1. Sub groups without losing the context of the full group. I want to focus on a set of people and chat with them while also aware of what other groups are around. I want to be able to bring people into these groups at will. This also adds a gamification aspect where you can adjust groups, i.e. randomly mix, mix people who haven't talked to each other yet etc.

2. Multi monitor. I want to see everyone and real estate is limited on a single screen. I should be able to add multiple windows or computers to my chat and have everyone spread across those windows. Only one window / computer will submit video and audio for me though.

3 comments

There was a jit.si post on here where someone made a 2d map. If you were standing close to them on the map you heard the if voice. Further away people were ignored.
If I remember right there was an app from the early 2000s that did something kind of like this. It would be cool to combine the 2D map with a speech-to-text word cloud over clusters of people so you could see if you wanted to join another conversation.
Mumble has positional audio for game stuff - https://wiki.mumble.info/wiki/Positional-Audio its also extremely low resource usage and you can install/manage it yourself.

I really prefer it to discord/whatever other voice client because you can also do stuff like hierarchical broadcasting, a parent channel can broadcast to children without children broadcasting back.

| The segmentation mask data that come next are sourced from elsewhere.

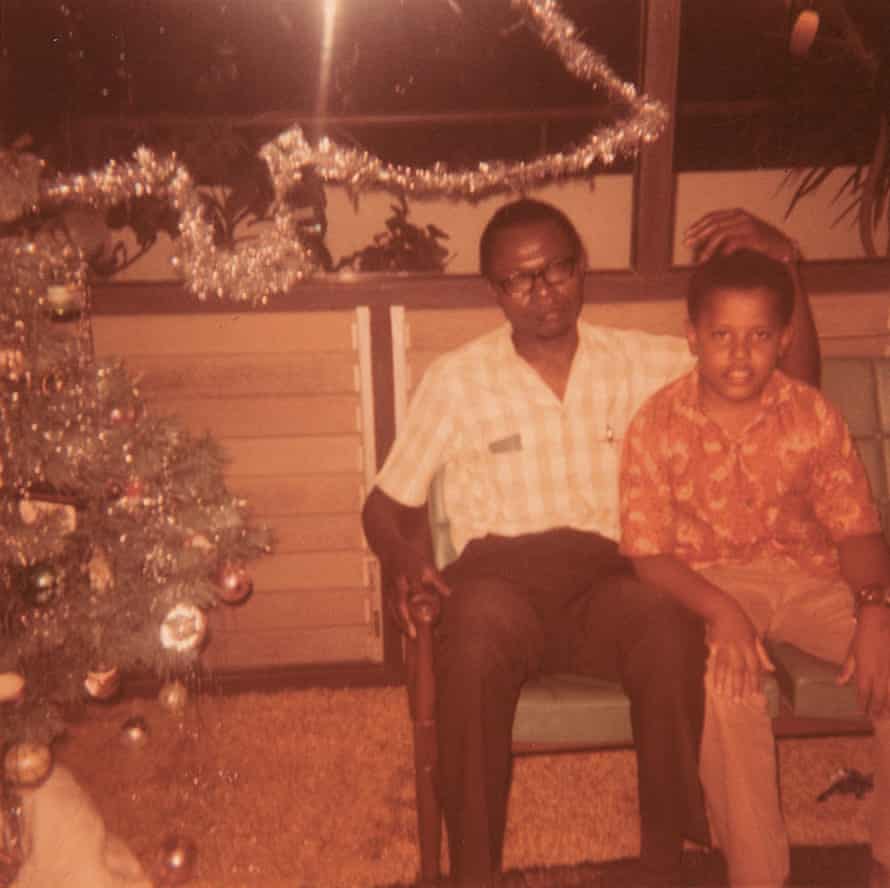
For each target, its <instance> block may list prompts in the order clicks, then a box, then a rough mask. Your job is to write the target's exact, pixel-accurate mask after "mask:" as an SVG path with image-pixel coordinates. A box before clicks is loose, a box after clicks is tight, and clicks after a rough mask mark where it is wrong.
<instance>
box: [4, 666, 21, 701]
mask: <svg viewBox="0 0 890 888" xmlns="http://www.w3.org/2000/svg"><path fill="white" fill-rule="evenodd" d="M24 696H25V677H24V676H23V675H19V674H18V672H2V673H0V703H18V702H19V700H22V699H24Z"/></svg>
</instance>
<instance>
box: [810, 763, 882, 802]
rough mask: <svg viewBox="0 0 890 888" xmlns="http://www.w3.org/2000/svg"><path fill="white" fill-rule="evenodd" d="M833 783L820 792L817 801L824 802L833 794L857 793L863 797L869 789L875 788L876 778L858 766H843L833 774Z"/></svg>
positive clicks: (832, 779)
mask: <svg viewBox="0 0 890 888" xmlns="http://www.w3.org/2000/svg"><path fill="white" fill-rule="evenodd" d="M831 776H832V780H831V785H830V786H829V787H828V789H826V790H824V791H823V792H820V793H819V795H818V796H817V797H816V801H817V802H824V801H825V800H826V799H829V798H831V797H832V796H833V795H839V794H843V795H851V794H852V795H855V796H856V798H857V799H861V798H862V797H863V796H864V795H865V794H866V793H867V792H868V791H869V790H871V789H874V785H875V782H874V779H873V778H872V776H871V774H863V773H862V771H857V770H856V768H841V769H840V770H839V771H836V772H835V773H834V774H832V775H831Z"/></svg>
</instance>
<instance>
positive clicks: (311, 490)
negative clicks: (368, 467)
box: [93, 310, 381, 670]
mask: <svg viewBox="0 0 890 888" xmlns="http://www.w3.org/2000/svg"><path fill="white" fill-rule="evenodd" d="M93 329H94V338H95V344H96V352H97V355H99V356H102V355H116V356H120V357H123V358H124V359H125V361H126V363H127V366H128V367H129V368H130V370H131V371H132V372H133V373H134V374H137V375H138V376H141V378H142V382H141V385H140V388H141V391H142V393H143V395H144V396H145V398H146V401H147V402H148V404H149V408H150V409H152V410H156V411H158V412H163V413H168V414H175V415H177V416H178V417H179V418H180V419H182V421H183V422H184V424H185V425H186V426H187V427H188V428H189V429H190V430H192V431H193V432H195V433H202V432H204V431H209V432H210V433H211V434H212V435H213V436H214V437H215V438H216V439H217V440H218V441H219V442H220V443H221V444H222V445H223V447H224V448H225V450H226V452H227V454H228V456H229V458H230V462H229V464H228V466H227V469H226V477H227V481H228V484H229V486H230V488H231V489H232V491H233V492H234V493H236V494H238V495H240V496H243V497H245V498H246V499H247V500H248V502H249V504H250V507H251V510H252V514H253V516H254V518H255V519H256V520H257V521H259V522H261V523H264V524H267V525H268V526H269V527H271V529H272V531H273V533H274V536H275V546H274V552H273V554H271V555H268V556H264V557H262V558H260V559H258V560H257V561H256V562H254V563H253V564H252V565H251V566H250V571H251V575H252V577H253V581H254V594H253V595H252V597H251V598H250V599H249V600H248V601H247V602H246V603H245V604H244V605H243V606H239V607H235V608H230V607H218V608H215V609H214V610H213V611H212V612H211V615H210V620H211V623H210V626H211V643H210V644H209V645H208V647H207V649H206V653H205V662H206V664H207V665H208V666H209V667H210V668H211V669H215V670H227V669H233V670H239V669H245V668H265V667H276V666H282V665H288V666H291V665H300V664H319V663H332V662H343V661H362V660H366V661H379V660H380V659H381V639H380V632H379V619H378V617H377V611H378V610H379V605H378V602H377V601H376V593H375V585H374V582H373V580H374V575H373V565H372V564H371V563H370V561H369V558H368V555H367V551H366V549H365V543H364V539H363V536H362V533H361V527H360V521H359V511H360V508H361V504H362V501H363V499H364V494H365V456H366V454H365V448H366V435H365V434H364V429H363V425H364V423H363V419H362V402H361V396H362V391H361V389H362V386H361V381H362V372H361V367H360V354H359V349H358V341H357V336H358V334H357V312H356V311H354V310H353V311H349V310H344V311H318V312H302V313H300V312H291V313H265V314H263V313H256V314H220V313H214V314H209V315H201V314H163V315H145V314H142V315H138V316H133V315H129V316H123V315H119V316H114V315H101V316H98V317H94V320H93Z"/></svg>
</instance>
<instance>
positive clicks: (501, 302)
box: [488, 220, 584, 343]
mask: <svg viewBox="0 0 890 888" xmlns="http://www.w3.org/2000/svg"><path fill="white" fill-rule="evenodd" d="M488 277H489V282H490V283H491V286H492V288H493V289H494V291H495V293H496V294H497V298H498V304H499V305H500V306H501V308H502V309H503V311H504V314H505V315H506V317H507V320H508V321H509V322H510V325H511V326H512V328H513V338H514V340H515V341H517V343H518V342H521V341H526V342H528V341H532V340H557V339H560V338H561V337H564V336H567V335H570V334H572V333H573V332H574V330H575V325H576V323H577V321H578V315H579V314H580V313H581V305H582V303H583V279H584V257H583V256H580V255H578V251H577V249H576V247H575V245H574V244H573V243H572V241H571V239H570V238H569V237H568V236H567V235H566V233H565V232H564V231H563V230H562V228H560V226H559V225H558V224H557V223H556V222H553V221H550V220H545V221H542V222H533V223H529V224H527V225H521V226H514V227H512V228H507V229H504V230H503V231H502V232H501V233H500V234H499V235H497V236H496V238H495V240H494V243H493V249H492V251H491V259H490V262H489V269H488ZM548 281H549V283H548Z"/></svg>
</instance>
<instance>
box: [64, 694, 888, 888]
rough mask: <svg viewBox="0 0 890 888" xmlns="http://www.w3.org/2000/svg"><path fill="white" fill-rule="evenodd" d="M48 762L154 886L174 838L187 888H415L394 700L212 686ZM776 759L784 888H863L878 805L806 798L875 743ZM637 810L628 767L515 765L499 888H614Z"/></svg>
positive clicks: (91, 724)
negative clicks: (586, 887)
mask: <svg viewBox="0 0 890 888" xmlns="http://www.w3.org/2000/svg"><path fill="white" fill-rule="evenodd" d="M134 717H137V718H141V719H143V720H144V723H145V725H146V727H147V729H148V733H147V737H146V742H144V743H142V744H133V743H132V742H130V741H129V740H128V739H127V736H128V735H127V732H126V731H125V730H124V726H125V725H126V723H127V720H128V719H130V718H134ZM56 758H57V760H58V761H60V762H63V763H64V764H66V765H67V767H68V768H69V769H70V770H71V771H72V773H73V774H74V775H75V777H76V778H77V780H78V781H79V782H80V784H81V785H82V786H83V787H84V788H85V789H86V791H87V792H88V793H89V794H90V796H91V797H92V798H93V799H94V801H95V804H96V807H97V808H98V810H99V812H100V813H101V814H102V816H103V818H104V819H105V821H106V823H108V825H109V828H110V829H113V831H114V832H115V833H116V834H117V835H119V836H120V837H121V838H122V839H123V840H124V841H125V842H126V843H127V845H128V846H129V847H130V848H131V850H132V851H133V852H134V854H135V855H136V856H137V858H138V859H139V860H140V861H141V862H142V863H143V865H144V866H145V867H146V869H147V870H149V871H151V870H152V868H153V865H154V864H155V862H156V859H157V856H158V853H159V849H160V848H161V846H162V844H163V843H164V841H165V839H166V838H167V837H170V836H174V837H176V836H179V837H182V838H183V839H186V840H189V841H192V842H194V845H195V847H196V848H197V858H196V865H195V868H194V872H193V873H192V877H191V879H190V880H189V882H188V884H189V885H191V886H193V888H210V886H213V888H236V886H239V888H240V886H267V888H278V886H281V888H284V886H287V888H378V886H392V885H410V884H412V883H413V880H414V878H415V874H416V872H417V869H418V856H417V844H416V821H415V810H414V785H413V769H412V768H413V766H412V749H411V728H410V722H409V719H408V714H407V704H406V699H405V693H404V691H403V690H402V689H400V688H365V689H343V690H330V689H310V690H299V691H289V692H279V693H274V694H257V693H250V694H240V695H236V696H222V695H217V694H215V693H213V691H212V687H211V688H210V689H209V690H205V692H203V693H200V694H199V693H193V694H192V695H191V697H190V700H189V702H188V704H187V706H186V708H185V709H184V710H183V711H181V712H178V713H177V712H171V711H169V710H167V709H165V708H164V707H163V706H162V705H161V704H160V702H159V701H156V700H151V699H149V700H123V701H119V702H113V703H105V704H101V703H91V704H90V705H89V707H88V709H87V712H86V713H85V716H84V717H83V719H82V720H81V721H79V722H78V723H76V724H74V725H72V727H71V730H70V731H69V735H68V736H67V737H66V738H65V739H64V740H62V741H61V742H60V743H59V744H58V745H57V749H56ZM780 760H781V777H782V794H783V801H784V809H785V813H786V819H787V822H788V830H789V836H790V839H791V841H792V843H793V844H794V845H795V846H799V848H800V849H804V850H802V851H799V850H796V851H795V854H796V857H795V859H796V860H798V858H799V859H800V860H801V861H802V862H800V863H797V864H796V866H797V868H798V869H799V873H798V872H796V873H795V878H796V879H797V882H796V883H795V884H801V885H804V884H812V885H820V886H823V885H828V884H831V885H835V886H837V888H847V886H848V885H849V886H850V888H853V886H855V885H857V884H859V883H857V882H856V881H849V882H844V881H835V882H825V881H824V880H823V881H821V882H820V881H818V878H817V877H820V875H821V874H823V872H829V871H830V872H834V873H840V874H841V875H842V876H843V874H844V872H845V869H844V868H845V867H848V868H849V871H850V874H851V878H853V877H855V878H858V875H855V874H856V873H859V872H860V870H861V867H860V869H856V867H857V866H859V865H860V864H859V861H860V859H861V858H862V853H863V852H862V848H861V846H862V844H863V843H864V842H865V841H867V815H868V809H869V805H870V797H871V794H868V795H866V796H865V797H864V798H863V799H862V800H859V799H857V798H855V796H853V795H837V796H833V797H832V798H830V799H829V800H828V801H826V802H823V803H819V802H817V801H816V796H817V795H818V794H819V793H820V792H821V791H822V790H823V789H824V788H825V787H826V786H827V785H828V784H829V783H830V782H831V779H832V775H833V774H834V773H835V772H836V771H837V770H838V769H839V768H845V767H849V768H857V769H858V770H861V771H864V772H870V771H871V762H870V741H869V738H866V737H853V738H828V739H825V738H822V739H808V740H793V741H792V740H783V741H781V743H780ZM636 804H637V800H636V774H635V765H634V759H633V753H632V751H630V750H614V751H603V752H594V753H585V754H571V755H555V756H545V755H539V756H523V757H520V758H518V759H517V760H516V765H515V773H514V783H513V792H512V795H511V800H510V813H509V822H508V830H507V837H506V844H505V851H504V857H505V860H504V865H505V869H506V870H507V871H508V879H512V880H513V881H512V882H511V881H507V883H506V884H507V885H508V886H510V885H517V886H524V885H541V886H544V885H547V886H550V885H563V884H565V885H584V884H590V885H602V886H612V885H613V884H614V885H616V886H617V885H619V884H621V882H620V880H621V878H622V877H623V873H624V872H625V871H626V870H627V864H626V862H625V861H626V859H628V858H632V857H634V856H635V855H636V854H637V851H638V843H639V833H638V828H637V814H636ZM567 812H571V813H570V814H568V813H567ZM827 846H837V847H832V848H828V847H827ZM856 846H859V848H857V847H856ZM807 848H811V850H810V851H806V850H805V849H807ZM801 854H803V857H801V856H800V855H801ZM823 855H828V857H827V858H825V857H824V856H823ZM687 856H688V858H689V859H688V864H689V866H690V867H691V868H692V869H691V877H692V878H695V879H699V882H700V884H702V885H708V886H710V885H711V884H719V881H717V882H714V880H715V879H717V880H719V878H720V875H719V870H715V869H713V868H714V867H719V865H720V861H719V856H718V855H714V854H705V853H699V851H698V849H696V848H694V847H692V846H690V848H689V850H688V854H687ZM825 859H828V860H829V862H832V861H835V860H836V861H837V864H836V865H835V864H834V863H831V869H830V870H827V869H826V866H825V865H824V860H825ZM697 874H698V875H697ZM546 880H549V881H546ZM572 880H574V881H572ZM579 880H580V881H579ZM584 880H586V881H584ZM709 880H710V881H709ZM801 880H803V881H801ZM807 880H809V881H807Z"/></svg>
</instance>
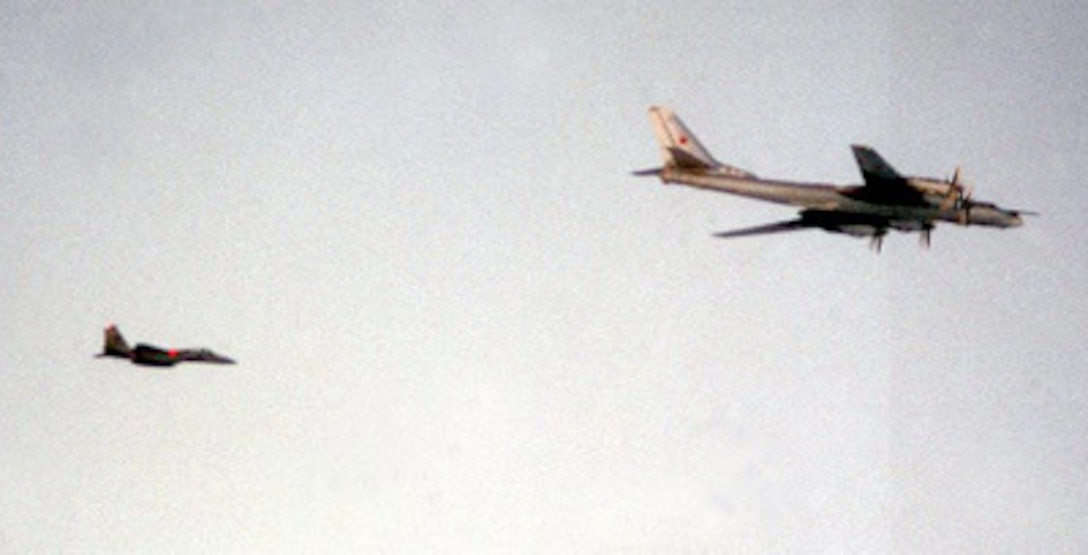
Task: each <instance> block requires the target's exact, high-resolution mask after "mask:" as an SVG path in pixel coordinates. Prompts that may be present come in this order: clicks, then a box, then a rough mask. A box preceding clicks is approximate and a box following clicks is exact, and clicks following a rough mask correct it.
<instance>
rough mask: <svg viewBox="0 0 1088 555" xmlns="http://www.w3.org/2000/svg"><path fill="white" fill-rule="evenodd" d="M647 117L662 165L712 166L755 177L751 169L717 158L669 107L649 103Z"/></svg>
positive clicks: (674, 165)
mask: <svg viewBox="0 0 1088 555" xmlns="http://www.w3.org/2000/svg"><path fill="white" fill-rule="evenodd" d="M650 121H651V123H653V125H654V135H655V136H657V143H659V144H660V146H662V157H663V158H664V160H665V168H677V169H683V170H714V171H716V172H719V173H726V174H731V175H737V176H739V177H755V175H753V174H752V173H749V172H746V171H744V170H741V169H739V168H733V167H731V165H727V164H724V163H721V162H719V161H717V160H716V159H715V158H714V156H713V155H710V152H709V150H707V149H706V147H704V146H703V144H702V143H700V140H698V138H696V137H695V134H693V133H692V132H691V131H690V129H688V127H687V126H685V125H684V124H683V122H682V121H680V118H679V116H677V114H676V113H675V112H673V111H672V110H670V109H668V108H665V107H658V106H655V107H652V108H651V109H650Z"/></svg>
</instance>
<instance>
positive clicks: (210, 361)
mask: <svg viewBox="0 0 1088 555" xmlns="http://www.w3.org/2000/svg"><path fill="white" fill-rule="evenodd" d="M98 357H99V358H101V357H118V358H127V359H128V360H132V362H133V363H134V365H144V366H174V365H176V363H178V362H214V363H219V365H233V363H234V360H233V359H230V358H227V357H224V356H221V355H217V354H215V353H212V352H211V350H208V349H164V348H160V347H156V346H152V345H147V344H144V343H139V344H137V345H136V348H132V347H129V346H128V343H126V342H125V338H124V337H122V336H121V331H120V330H118V326H116V325H113V324H110V325H107V326H106V345H104V346H103V347H102V353H100V354H99V355H98Z"/></svg>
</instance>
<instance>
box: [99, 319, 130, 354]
mask: <svg viewBox="0 0 1088 555" xmlns="http://www.w3.org/2000/svg"><path fill="white" fill-rule="evenodd" d="M103 334H104V336H106V341H104V345H103V346H102V353H101V354H99V355H98V356H100V357H121V358H131V357H132V354H133V349H132V347H129V346H128V343H127V342H125V338H124V337H123V336H122V335H121V330H118V326H116V325H114V324H110V325H107V326H106V331H104V332H103Z"/></svg>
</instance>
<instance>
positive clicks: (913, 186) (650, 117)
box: [634, 107, 1035, 252]
mask: <svg viewBox="0 0 1088 555" xmlns="http://www.w3.org/2000/svg"><path fill="white" fill-rule="evenodd" d="M650 120H651V122H652V123H653V125H654V134H655V135H656V136H657V141H658V143H660V146H662V155H663V157H664V160H665V167H664V168H657V169H653V170H644V171H639V172H634V174H635V175H656V176H658V177H660V180H662V181H663V182H665V183H679V184H683V185H689V186H692V187H697V188H704V189H710V190H718V192H724V193H731V194H733V195H740V196H744V197H751V198H755V199H759V200H766V201H770V202H778V204H782V205H791V206H796V207H801V208H802V210H801V214H800V218H798V219H795V220H788V221H783V222H776V223H770V224H766V225H758V226H755V227H745V229H741V230H733V231H728V232H722V233H717V234H715V236H717V237H724V238H729V237H743V236H750V235H763V234H770V233H781V232H789V231H798V230H807V229H820V230H825V231H828V232H832V233H843V234H846V235H852V236H855V237H870V239H871V243H870V245H871V247H873V248H874V249H875V250H876V251H878V252H879V251H880V247H881V245H882V243H883V237H885V235H887V233H888V230H897V231H901V232H920V233H922V244H923V245H924V246H926V247H928V246H929V242H930V233H931V232H932V230H934V226H935V225H937V222H939V221H943V222H951V223H956V224H960V225H986V226H991V227H1016V226H1018V225H1021V224H1023V223H1024V222H1023V220H1022V219H1021V217H1022V215H1027V214H1033V215H1034V214H1035V212H1027V211H1023V210H1007V209H1004V208H999V207H998V206H997V205H994V204H992V202H980V201H977V200H973V199H972V198H970V192H972V189H970V187H969V186H966V185H964V184H963V182H962V181H961V177H960V169H959V168H956V170H955V173H954V174H953V176H952V178H951V180H939V178H934V177H910V176H904V175H902V174H900V173H899V172H897V171H895V170H894V169H893V168H892V167H891V164H889V163H888V162H886V161H885V160H883V158H881V157H880V155H878V153H877V151H876V150H874V149H871V148H869V147H866V146H861V145H854V146H853V149H854V157H855V158H856V160H857V165H858V167H860V168H861V170H862V176H863V177H864V178H865V184H864V185H854V186H834V185H827V184H812V183H795V182H786V181H777V180H764V178H759V177H756V176H755V175H754V174H752V173H750V172H746V171H744V170H741V169H739V168H733V167H731V165H728V164H724V163H721V162H719V161H717V160H715V159H714V157H713V156H710V153H709V151H707V150H706V148H704V147H703V145H702V144H701V143H700V141H698V139H697V138H695V135H693V134H692V133H691V132H690V131H689V129H688V127H687V126H684V124H683V122H681V121H680V119H679V118H677V115H676V114H675V113H673V112H672V111H671V110H669V109H668V108H662V107H653V108H651V109H650Z"/></svg>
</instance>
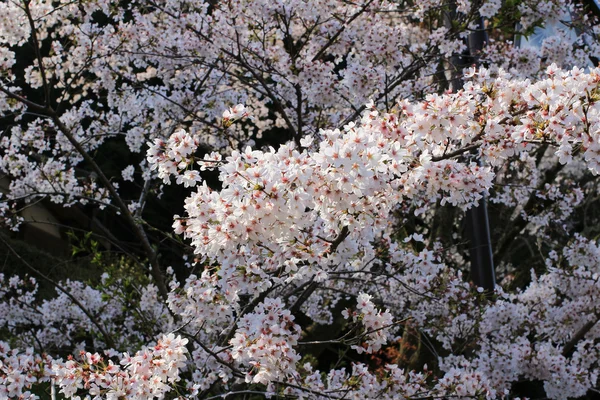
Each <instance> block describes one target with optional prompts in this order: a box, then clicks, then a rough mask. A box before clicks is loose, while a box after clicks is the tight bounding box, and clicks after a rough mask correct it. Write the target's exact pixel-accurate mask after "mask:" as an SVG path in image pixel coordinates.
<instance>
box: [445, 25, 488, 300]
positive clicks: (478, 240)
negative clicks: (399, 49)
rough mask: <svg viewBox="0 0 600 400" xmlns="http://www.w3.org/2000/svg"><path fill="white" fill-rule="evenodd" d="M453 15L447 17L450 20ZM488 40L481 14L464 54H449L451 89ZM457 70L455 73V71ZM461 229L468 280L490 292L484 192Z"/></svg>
mask: <svg viewBox="0 0 600 400" xmlns="http://www.w3.org/2000/svg"><path fill="white" fill-rule="evenodd" d="M452 17H453V16H450V17H449V18H448V19H449V20H451V19H452ZM487 41H488V37H487V32H486V31H485V27H484V21H483V18H481V17H479V21H478V24H477V29H476V30H475V31H474V32H472V33H471V34H470V35H469V36H468V39H467V45H468V49H467V52H466V54H464V53H463V54H461V55H455V56H454V57H452V63H453V64H454V68H455V69H454V72H453V75H452V77H451V80H450V85H451V89H452V91H454V92H456V91H458V90H459V89H460V88H462V85H463V80H462V76H460V75H459V74H461V73H462V69H463V68H464V67H466V66H469V65H473V64H474V65H475V66H479V59H478V53H479V52H480V51H481V49H483V46H484V44H485V43H486V42H487ZM457 73H458V74H457ZM465 232H466V236H467V238H468V240H469V253H470V256H471V280H472V281H473V283H474V284H475V285H476V286H478V287H481V288H483V289H484V291H485V292H486V293H492V292H493V290H494V287H495V286H496V273H495V269H494V257H493V251H492V243H491V238H490V223H489V218H488V211H487V200H486V197H485V195H484V196H483V198H482V199H481V200H480V201H479V205H478V206H477V207H472V208H470V209H469V210H467V212H466V216H465Z"/></svg>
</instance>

There are a few Minecraft mods that implement this kind of behavior, and I could swear I saw it baked into a shooter game somewhere but I can't remember which one.
Not exactly a shooter game, but Second Life has had this feature for a while based on Vivox and OpenAL (http://wiki.secondlife.com/wiki/Voice/Technical).
What if your chatting was also at a lower volume for other groups so if one group organically disbands, can pre-hear what some groups are talking about to join in. Feels like a pretty natural experience in social gatherings.
>Sub groups without losing the context of the full group.

Different 'rooms'? You could keep the video tiles for all people on screen organized by room, then the individual chooses which one to join for audio. You could include a push-to-talk 'announce' button to send your audio to all rooms in addition to the normal open mic in the room you belong to at that time.

I picture a mosaic of webcam feeds that have border lines drawn to indicate group members.